Ramin Jahanbegloo

The spirit of India - New Delhi : Penguin Books India, 2008. - xvii, 172 p. ;

Essays on the cultural and intellectual outlook of some 20th century Indian personalities.
The essential and enduring consciousness that animates the Indian nation has for long eluded definition. In this fascinating exposition, eminent Iranian political philosopher Ramin Jahanbegloo elucidates his understanding of this enigmatic ‘spirit of India’. To him, the vital principle inspiring Indian thought and action is the spirit of dialogue and cross-cultural debate, deeply rooted in the daily practices of different communities. In contrast to many cultures that have, through history, feared diversity as being destructive, India’s plural and polyphonic forces have been a source of creative power. The significant question that encapsulates the spirit of the nation has always been: What should our behaviour towards others be to achieve harmony and solidarity? Dogmatism and fundamentalism have therefore not been the final victors in India’s functioning pluralistic society.

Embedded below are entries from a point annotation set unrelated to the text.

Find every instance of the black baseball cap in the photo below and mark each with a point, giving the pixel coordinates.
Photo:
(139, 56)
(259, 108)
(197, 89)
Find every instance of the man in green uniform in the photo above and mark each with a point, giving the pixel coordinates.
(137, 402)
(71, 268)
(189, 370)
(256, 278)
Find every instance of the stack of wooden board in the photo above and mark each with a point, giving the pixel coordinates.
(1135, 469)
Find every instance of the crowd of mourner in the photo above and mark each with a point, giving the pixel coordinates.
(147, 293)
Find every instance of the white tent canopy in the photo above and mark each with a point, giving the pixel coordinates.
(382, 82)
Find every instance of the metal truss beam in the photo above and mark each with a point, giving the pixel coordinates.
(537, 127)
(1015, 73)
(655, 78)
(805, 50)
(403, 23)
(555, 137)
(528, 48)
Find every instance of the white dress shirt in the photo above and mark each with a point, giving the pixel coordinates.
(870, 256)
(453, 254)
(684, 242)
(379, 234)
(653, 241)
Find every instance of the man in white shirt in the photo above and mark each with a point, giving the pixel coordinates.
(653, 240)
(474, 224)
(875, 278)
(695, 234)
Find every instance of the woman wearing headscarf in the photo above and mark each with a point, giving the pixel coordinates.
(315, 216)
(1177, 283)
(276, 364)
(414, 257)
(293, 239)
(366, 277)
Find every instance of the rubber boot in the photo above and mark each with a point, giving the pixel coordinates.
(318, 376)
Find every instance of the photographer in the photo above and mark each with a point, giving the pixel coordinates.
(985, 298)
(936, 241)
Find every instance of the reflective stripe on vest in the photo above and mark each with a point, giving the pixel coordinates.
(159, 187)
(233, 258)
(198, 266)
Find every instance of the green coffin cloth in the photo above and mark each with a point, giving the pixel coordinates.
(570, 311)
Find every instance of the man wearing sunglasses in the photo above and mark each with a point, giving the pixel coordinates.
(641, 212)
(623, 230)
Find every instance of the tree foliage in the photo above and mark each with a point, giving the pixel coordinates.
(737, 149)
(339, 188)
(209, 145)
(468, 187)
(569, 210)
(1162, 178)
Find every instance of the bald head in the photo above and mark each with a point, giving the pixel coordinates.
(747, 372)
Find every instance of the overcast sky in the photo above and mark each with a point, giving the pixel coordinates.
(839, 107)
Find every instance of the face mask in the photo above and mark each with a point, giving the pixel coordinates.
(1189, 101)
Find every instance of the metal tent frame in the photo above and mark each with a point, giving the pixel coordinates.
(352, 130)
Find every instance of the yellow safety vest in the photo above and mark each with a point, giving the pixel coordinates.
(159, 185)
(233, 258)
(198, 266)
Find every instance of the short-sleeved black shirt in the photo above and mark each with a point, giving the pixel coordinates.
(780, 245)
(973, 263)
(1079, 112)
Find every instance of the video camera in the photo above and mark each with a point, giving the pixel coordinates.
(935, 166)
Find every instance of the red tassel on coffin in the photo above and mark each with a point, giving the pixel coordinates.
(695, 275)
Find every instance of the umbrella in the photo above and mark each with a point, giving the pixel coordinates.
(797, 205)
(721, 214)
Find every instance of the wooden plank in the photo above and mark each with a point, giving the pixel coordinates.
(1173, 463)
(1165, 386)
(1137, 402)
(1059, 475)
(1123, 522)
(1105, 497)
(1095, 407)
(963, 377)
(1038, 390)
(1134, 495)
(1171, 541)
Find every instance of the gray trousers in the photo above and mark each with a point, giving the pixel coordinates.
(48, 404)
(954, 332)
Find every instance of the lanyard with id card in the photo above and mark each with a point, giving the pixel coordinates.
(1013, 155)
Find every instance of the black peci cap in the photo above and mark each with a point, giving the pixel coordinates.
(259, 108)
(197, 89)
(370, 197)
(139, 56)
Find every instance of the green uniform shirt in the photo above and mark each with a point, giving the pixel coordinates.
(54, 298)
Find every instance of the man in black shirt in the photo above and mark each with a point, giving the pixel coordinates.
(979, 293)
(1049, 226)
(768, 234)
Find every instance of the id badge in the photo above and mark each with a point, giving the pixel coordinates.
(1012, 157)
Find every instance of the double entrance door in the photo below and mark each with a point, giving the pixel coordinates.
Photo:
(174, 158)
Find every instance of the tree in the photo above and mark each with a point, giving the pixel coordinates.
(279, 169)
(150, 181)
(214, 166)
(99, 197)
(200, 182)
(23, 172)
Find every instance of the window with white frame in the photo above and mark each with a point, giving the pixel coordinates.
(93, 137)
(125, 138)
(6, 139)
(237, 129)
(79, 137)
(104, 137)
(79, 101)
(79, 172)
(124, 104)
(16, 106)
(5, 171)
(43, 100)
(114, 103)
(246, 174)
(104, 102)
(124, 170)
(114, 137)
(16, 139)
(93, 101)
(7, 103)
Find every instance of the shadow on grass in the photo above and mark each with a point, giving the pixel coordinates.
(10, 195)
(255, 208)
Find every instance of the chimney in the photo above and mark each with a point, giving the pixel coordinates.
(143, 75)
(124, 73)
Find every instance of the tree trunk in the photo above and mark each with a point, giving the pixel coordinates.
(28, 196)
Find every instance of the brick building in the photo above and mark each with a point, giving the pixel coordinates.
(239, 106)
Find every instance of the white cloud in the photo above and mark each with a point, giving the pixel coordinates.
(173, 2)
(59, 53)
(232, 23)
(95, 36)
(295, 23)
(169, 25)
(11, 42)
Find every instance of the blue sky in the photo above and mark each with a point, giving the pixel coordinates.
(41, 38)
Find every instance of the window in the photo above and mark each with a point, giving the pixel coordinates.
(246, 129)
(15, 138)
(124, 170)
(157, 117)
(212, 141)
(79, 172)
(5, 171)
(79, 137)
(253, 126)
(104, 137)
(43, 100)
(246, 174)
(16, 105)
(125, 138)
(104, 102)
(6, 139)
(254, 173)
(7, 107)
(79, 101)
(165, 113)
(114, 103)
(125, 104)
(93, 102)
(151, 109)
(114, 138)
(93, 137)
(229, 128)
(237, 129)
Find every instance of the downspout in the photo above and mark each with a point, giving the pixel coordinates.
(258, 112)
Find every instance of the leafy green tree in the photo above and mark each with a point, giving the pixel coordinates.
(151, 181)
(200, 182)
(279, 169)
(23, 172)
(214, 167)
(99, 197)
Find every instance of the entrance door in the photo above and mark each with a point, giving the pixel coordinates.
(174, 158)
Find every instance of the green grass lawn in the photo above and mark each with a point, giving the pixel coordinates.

To illustrate his viewpoint, Ramin Jahanbegloo examines the thinking of Indians who shaped and exemplified the Indian credo—Mahatma Gandhi, Rabindranath Tagore, Jawaharlal Nehru, Maulana Abul Kalam Azad, Vinoba Bhave, Sarvepalli Radhakrishnan, Sri Aurobindo, Ananda Coomaraswamy and Satyajit Ray. It is their sustained faith in peaceful diversity that impassioned leaders like Sarojini Naidu, Khan Abdul Ghaffar Khan and many others, and continues to be indispensable to the future of a humanity threatened by ever-widening schisms.

The spirit of India not only inspires dialogue and clemency between divergent—and occasionally hostile—cultural and religious units, but also counteracts all forms of political and cultural homogenization. This book illuminates why and how, in order to manage our plural world, we need to acknowledge and nurture the redoubtable vitality of India.